Here lies the paradox of the syringe tides: The solution to the crisis of medical waste would lead to the creation of more medical waste.

Wheel of Fortune, Sally Ride, heavy metal suicide Foreign debts, homeless vets, AIDS, crack, Bernie Goetz Hypodermics on the shore, China’s under martial law Rock and roller, cola wars, I can’t take it anymore

Sandwiched between AIDS, crack, Bernie Goetz, and the Tiananmen Square crackdown, the syringe tides were one of 11 admittedly arbitrary selections that Billy Joel used to commemorate the 1980s in his triple-platinum chronicle of the Boomer era, “We Didn’t Start the Fire.” At the time the song emerged, in September 1989, the tides had just receded. Only a handful of syringes had been found on the New York and New Jersey shores in the preceding summer, with barely a beach closing. By the following year, the syringe tides seemed a thing of the past.

Looking back at a few decades’ remove, however, a more subtle point was missed. The media spectacles of 1987–88 helped build political pressure for addressing the buildup of solid waste in general, but they had the opposite effect on medical waste. In effect, they served to valorize and naturalize the increasing production of medical trash, and to separate it out from all other garbage in a special category that, by design, could never be reduced, reused, or recycled. We have lived quietly with the consequences ever since, accepting health care as a sector of the economy that is necessarily wasteful for our own good.
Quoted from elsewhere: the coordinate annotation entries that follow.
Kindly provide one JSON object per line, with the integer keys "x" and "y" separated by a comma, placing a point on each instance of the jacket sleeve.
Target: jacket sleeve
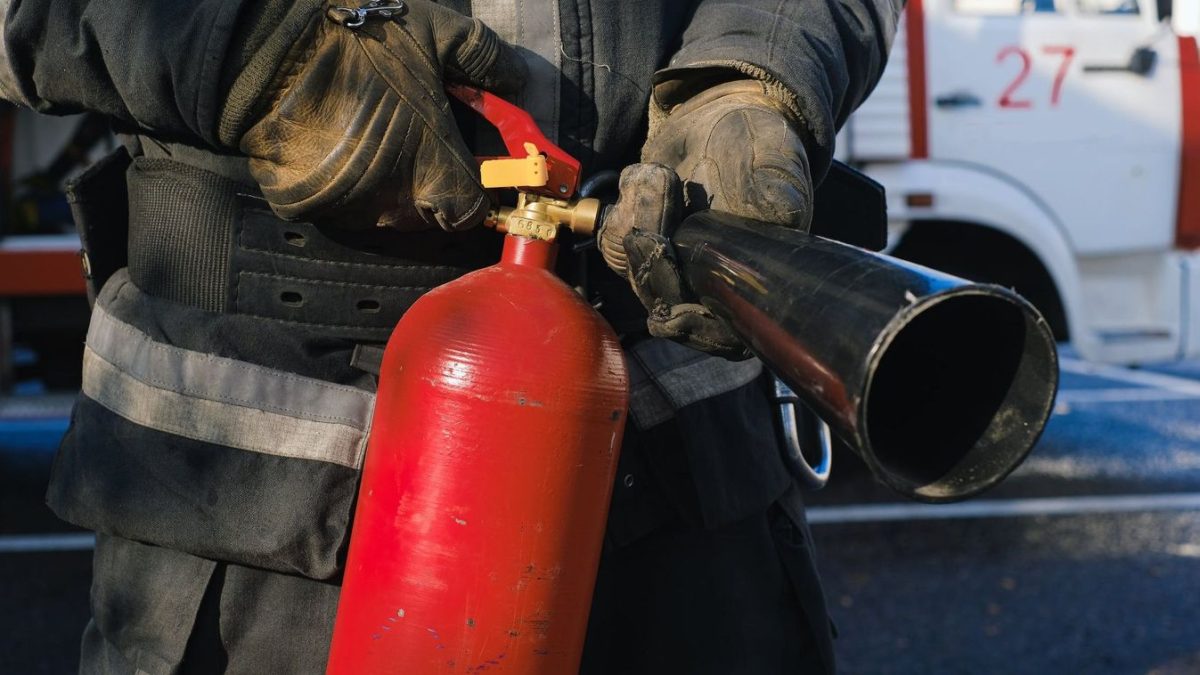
{"x": 821, "y": 57}
{"x": 161, "y": 66}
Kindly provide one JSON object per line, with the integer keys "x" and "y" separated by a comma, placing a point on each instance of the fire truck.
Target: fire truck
{"x": 1048, "y": 145}
{"x": 1053, "y": 147}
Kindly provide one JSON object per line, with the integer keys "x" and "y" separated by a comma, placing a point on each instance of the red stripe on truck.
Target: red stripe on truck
{"x": 1187, "y": 223}
{"x": 918, "y": 123}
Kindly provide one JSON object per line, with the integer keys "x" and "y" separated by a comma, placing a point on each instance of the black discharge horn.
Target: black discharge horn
{"x": 940, "y": 384}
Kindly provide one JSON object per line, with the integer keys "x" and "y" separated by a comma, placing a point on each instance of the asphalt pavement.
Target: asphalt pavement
{"x": 1085, "y": 561}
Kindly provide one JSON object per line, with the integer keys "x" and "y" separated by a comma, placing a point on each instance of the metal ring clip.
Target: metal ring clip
{"x": 354, "y": 17}
{"x": 797, "y": 418}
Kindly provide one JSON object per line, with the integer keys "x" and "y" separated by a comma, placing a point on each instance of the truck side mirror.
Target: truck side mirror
{"x": 1143, "y": 60}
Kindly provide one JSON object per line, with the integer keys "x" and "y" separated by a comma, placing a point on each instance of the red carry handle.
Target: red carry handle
{"x": 516, "y": 127}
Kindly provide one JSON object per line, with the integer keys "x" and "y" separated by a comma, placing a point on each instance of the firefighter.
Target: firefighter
{"x": 227, "y": 377}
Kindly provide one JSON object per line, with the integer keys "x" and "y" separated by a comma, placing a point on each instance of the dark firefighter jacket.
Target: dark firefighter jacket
{"x": 223, "y": 413}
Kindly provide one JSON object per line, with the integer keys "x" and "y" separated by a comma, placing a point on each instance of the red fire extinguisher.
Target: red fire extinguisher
{"x": 498, "y": 419}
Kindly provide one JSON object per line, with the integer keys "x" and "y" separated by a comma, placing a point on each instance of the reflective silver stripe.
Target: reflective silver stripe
{"x": 10, "y": 87}
{"x": 217, "y": 378}
{"x": 654, "y": 400}
{"x": 533, "y": 27}
{"x": 220, "y": 400}
{"x": 219, "y": 423}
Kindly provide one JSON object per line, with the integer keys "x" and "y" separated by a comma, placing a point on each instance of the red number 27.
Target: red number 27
{"x": 1008, "y": 97}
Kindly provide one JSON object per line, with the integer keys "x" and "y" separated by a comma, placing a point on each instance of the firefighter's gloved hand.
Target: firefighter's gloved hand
{"x": 731, "y": 148}
{"x": 355, "y": 121}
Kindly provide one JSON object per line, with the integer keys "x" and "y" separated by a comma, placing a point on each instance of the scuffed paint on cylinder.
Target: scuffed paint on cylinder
{"x": 487, "y": 478}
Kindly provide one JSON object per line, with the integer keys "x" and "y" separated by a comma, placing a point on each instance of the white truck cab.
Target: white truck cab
{"x": 1050, "y": 145}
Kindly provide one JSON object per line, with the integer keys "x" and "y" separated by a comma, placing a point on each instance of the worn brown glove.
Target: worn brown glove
{"x": 355, "y": 126}
{"x": 732, "y": 148}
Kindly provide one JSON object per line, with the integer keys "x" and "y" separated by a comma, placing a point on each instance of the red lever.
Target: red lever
{"x": 516, "y": 127}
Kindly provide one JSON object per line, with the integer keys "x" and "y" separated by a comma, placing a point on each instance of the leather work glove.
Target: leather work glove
{"x": 732, "y": 148}
{"x": 355, "y": 120}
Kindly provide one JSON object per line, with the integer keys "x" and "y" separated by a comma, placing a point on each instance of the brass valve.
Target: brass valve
{"x": 537, "y": 216}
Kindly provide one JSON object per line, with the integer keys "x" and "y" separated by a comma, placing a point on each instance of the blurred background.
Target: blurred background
{"x": 1048, "y": 145}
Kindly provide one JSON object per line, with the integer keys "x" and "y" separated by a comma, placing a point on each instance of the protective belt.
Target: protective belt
{"x": 207, "y": 242}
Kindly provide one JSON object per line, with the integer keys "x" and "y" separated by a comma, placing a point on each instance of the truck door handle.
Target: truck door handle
{"x": 1141, "y": 63}
{"x": 958, "y": 100}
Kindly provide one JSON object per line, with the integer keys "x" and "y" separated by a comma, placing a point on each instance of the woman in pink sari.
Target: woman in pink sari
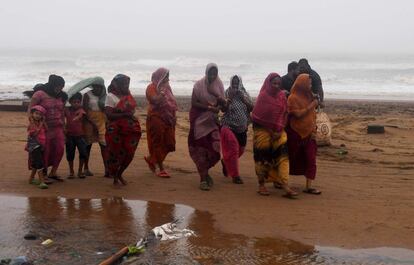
{"x": 204, "y": 136}
{"x": 52, "y": 99}
{"x": 123, "y": 130}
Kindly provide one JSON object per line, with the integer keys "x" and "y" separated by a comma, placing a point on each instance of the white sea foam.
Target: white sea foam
{"x": 380, "y": 77}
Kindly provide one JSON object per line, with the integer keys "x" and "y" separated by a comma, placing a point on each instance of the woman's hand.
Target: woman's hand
{"x": 274, "y": 135}
{"x": 213, "y": 109}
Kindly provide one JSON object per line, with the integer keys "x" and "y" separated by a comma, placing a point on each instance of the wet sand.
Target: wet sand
{"x": 367, "y": 198}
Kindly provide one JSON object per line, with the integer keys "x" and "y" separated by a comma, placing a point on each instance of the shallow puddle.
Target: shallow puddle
{"x": 86, "y": 231}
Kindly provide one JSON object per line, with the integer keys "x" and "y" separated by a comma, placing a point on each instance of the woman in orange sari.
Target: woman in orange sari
{"x": 301, "y": 128}
{"x": 123, "y": 131}
{"x": 161, "y": 121}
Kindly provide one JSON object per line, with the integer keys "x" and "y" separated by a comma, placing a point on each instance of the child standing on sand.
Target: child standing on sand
{"x": 36, "y": 141}
{"x": 75, "y": 135}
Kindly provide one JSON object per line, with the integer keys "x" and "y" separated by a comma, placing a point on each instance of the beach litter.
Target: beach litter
{"x": 47, "y": 242}
{"x": 21, "y": 260}
{"x": 30, "y": 236}
{"x": 375, "y": 129}
{"x": 168, "y": 231}
{"x": 342, "y": 152}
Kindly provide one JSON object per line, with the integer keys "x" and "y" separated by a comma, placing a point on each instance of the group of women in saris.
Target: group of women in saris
{"x": 283, "y": 128}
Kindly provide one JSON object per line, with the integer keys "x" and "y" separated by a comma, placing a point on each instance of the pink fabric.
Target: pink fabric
{"x": 54, "y": 148}
{"x": 55, "y": 138}
{"x": 205, "y": 123}
{"x": 39, "y": 108}
{"x": 38, "y": 131}
{"x": 53, "y": 106}
{"x": 168, "y": 106}
{"x": 205, "y": 152}
{"x": 302, "y": 154}
{"x": 231, "y": 151}
{"x": 270, "y": 109}
{"x": 74, "y": 121}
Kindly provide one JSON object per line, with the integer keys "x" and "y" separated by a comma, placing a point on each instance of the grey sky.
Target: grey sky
{"x": 216, "y": 25}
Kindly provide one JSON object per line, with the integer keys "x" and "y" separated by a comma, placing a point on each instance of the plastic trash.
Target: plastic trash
{"x": 47, "y": 242}
{"x": 19, "y": 260}
{"x": 168, "y": 231}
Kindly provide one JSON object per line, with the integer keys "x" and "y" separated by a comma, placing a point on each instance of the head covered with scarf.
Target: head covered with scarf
{"x": 301, "y": 96}
{"x": 270, "y": 109}
{"x": 168, "y": 105}
{"x": 237, "y": 116}
{"x": 207, "y": 93}
{"x": 120, "y": 85}
{"x": 53, "y": 88}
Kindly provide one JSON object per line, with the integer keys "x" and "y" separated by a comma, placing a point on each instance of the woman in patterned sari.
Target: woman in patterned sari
{"x": 233, "y": 132}
{"x": 123, "y": 130}
{"x": 161, "y": 121}
{"x": 204, "y": 137}
{"x": 269, "y": 118}
{"x": 301, "y": 131}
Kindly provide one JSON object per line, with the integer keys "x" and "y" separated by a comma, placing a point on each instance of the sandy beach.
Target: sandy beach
{"x": 367, "y": 198}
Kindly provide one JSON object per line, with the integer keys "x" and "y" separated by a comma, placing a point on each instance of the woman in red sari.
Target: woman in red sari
{"x": 204, "y": 137}
{"x": 123, "y": 130}
{"x": 161, "y": 121}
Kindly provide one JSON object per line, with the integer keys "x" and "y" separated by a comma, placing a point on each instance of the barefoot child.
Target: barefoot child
{"x": 75, "y": 134}
{"x": 36, "y": 141}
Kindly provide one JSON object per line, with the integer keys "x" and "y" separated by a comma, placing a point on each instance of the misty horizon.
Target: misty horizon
{"x": 217, "y": 26}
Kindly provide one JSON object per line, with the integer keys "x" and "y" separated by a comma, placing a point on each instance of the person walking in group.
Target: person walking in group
{"x": 75, "y": 116}
{"x": 51, "y": 97}
{"x": 204, "y": 137}
{"x": 161, "y": 121}
{"x": 94, "y": 104}
{"x": 301, "y": 131}
{"x": 36, "y": 141}
{"x": 123, "y": 129}
{"x": 269, "y": 118}
{"x": 233, "y": 132}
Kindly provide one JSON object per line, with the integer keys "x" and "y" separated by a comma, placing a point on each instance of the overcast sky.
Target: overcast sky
{"x": 212, "y": 25}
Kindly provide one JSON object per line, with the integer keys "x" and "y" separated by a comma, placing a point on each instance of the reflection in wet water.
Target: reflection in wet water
{"x": 86, "y": 231}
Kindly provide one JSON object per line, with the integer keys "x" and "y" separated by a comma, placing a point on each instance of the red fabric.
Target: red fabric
{"x": 160, "y": 139}
{"x": 270, "y": 110}
{"x": 37, "y": 130}
{"x": 205, "y": 152}
{"x": 55, "y": 146}
{"x": 231, "y": 151}
{"x": 74, "y": 121}
{"x": 302, "y": 154}
{"x": 122, "y": 137}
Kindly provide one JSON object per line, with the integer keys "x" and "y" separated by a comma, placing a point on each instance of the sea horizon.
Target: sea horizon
{"x": 366, "y": 76}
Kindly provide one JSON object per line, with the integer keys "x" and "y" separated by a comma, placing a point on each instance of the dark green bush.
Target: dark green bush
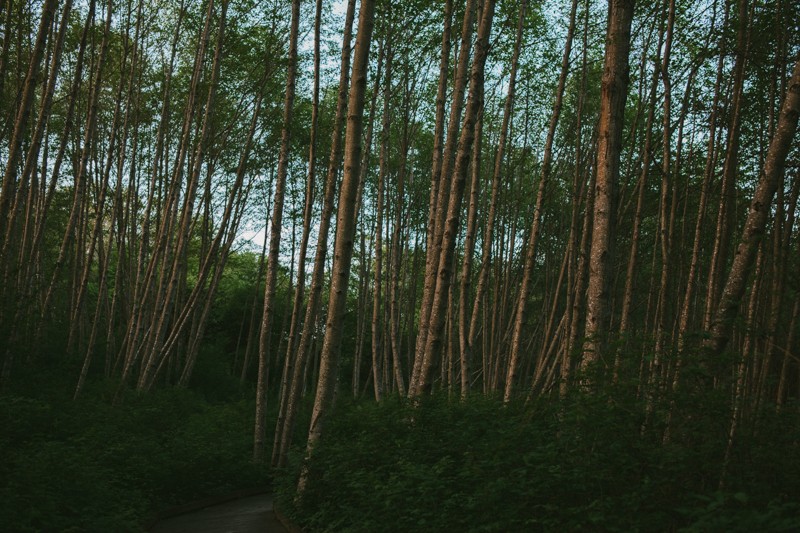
{"x": 587, "y": 463}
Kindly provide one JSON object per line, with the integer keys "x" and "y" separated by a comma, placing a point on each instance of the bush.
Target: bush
{"x": 581, "y": 464}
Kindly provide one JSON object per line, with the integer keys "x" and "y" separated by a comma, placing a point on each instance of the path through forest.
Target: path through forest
{"x": 252, "y": 514}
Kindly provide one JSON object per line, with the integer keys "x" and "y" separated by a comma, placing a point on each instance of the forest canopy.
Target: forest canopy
{"x": 521, "y": 200}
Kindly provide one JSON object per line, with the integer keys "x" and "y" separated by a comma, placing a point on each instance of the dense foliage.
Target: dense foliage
{"x": 578, "y": 465}
{"x": 92, "y": 466}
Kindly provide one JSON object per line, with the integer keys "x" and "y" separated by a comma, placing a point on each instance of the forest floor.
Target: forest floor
{"x": 252, "y": 514}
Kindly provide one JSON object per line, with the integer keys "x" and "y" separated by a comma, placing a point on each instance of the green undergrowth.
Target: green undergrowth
{"x": 88, "y": 465}
{"x": 587, "y": 463}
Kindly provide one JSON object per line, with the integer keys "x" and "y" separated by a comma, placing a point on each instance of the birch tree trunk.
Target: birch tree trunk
{"x": 614, "y": 91}
{"x": 343, "y": 246}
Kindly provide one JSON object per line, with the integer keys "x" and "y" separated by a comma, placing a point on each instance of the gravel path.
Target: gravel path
{"x": 252, "y": 514}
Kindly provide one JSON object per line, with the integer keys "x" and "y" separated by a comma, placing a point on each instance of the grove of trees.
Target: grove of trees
{"x": 521, "y": 201}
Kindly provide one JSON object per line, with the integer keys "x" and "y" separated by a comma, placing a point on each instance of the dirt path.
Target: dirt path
{"x": 252, "y": 514}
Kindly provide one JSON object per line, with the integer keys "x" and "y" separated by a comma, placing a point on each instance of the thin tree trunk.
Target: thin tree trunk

The paradox of disposable medical technology as both a solution to and a cause of the threat of contagion became visible again in the supply-chain crises of the coronavirus pandemic. Countries around the world struggled first to obtain, and then dispose of, thousands of tons of masks, gowns, and other forms of personal protective protective equipment, as well as plastic test kits and vaccine syringes. Recognizing with alarm that nearly one of every three health-care facilities around the globe lacked the capacity to handle waste under normal circumstances—let alone the added mountains of disposable devices needed to contain the pandemic—the World Health Organization official Maria Neira declared, “COVID-19 has forced the world to reckon with the gaps and neglected aspects of the waste stream and how we produce, use and discard of our health care resources, from cradle to grave.”

By 2020, the health costs of climate change, which Neira’s division of Environment, Climate Change, and Health could enumerate all too easily, were compounded by the climate impacts of a disproportionately wasteful health-care system. If the global health-care industry were treated as a single country, it would have the fifth-largest carbon footprint in the world. Biomedical industries and health-care complexes are among the leading contributors to nondegradable plastics in landfills, incinerators, and oceans—especially the microplastics now seemingly found in every living thing. The uncritical embrace of single-use medical devices in the global health-care sector has become, in all meanings of the word, unsustainable.

Now, in these heady times, syringe-strewn beaches are making headlines once again. In early 2020, as the coronavirus was just emerging, dozens of syringes and bloody medical plastics were discovered on a beach in Dakar, Senegal—discarded there because a nearby hospital’s incinerator had broken down. In July 2021, beaches in Monmouth County were very briefly closed after large numbers of home-use disposable syringes washed up to the sand, on the same shores where the first syringe tide made landfall in the 1980s. A similar event had occurred just a few years earlier, in the summer of 2018.

As we are only now realizing, those New York City health officials who long ago likened hypodermic needles to jellyfish and cracked seashells in the ecology of the late-20th-century seashore may well have been correct. It will take even more work today to ensure that syringe tides do not remain our new normal.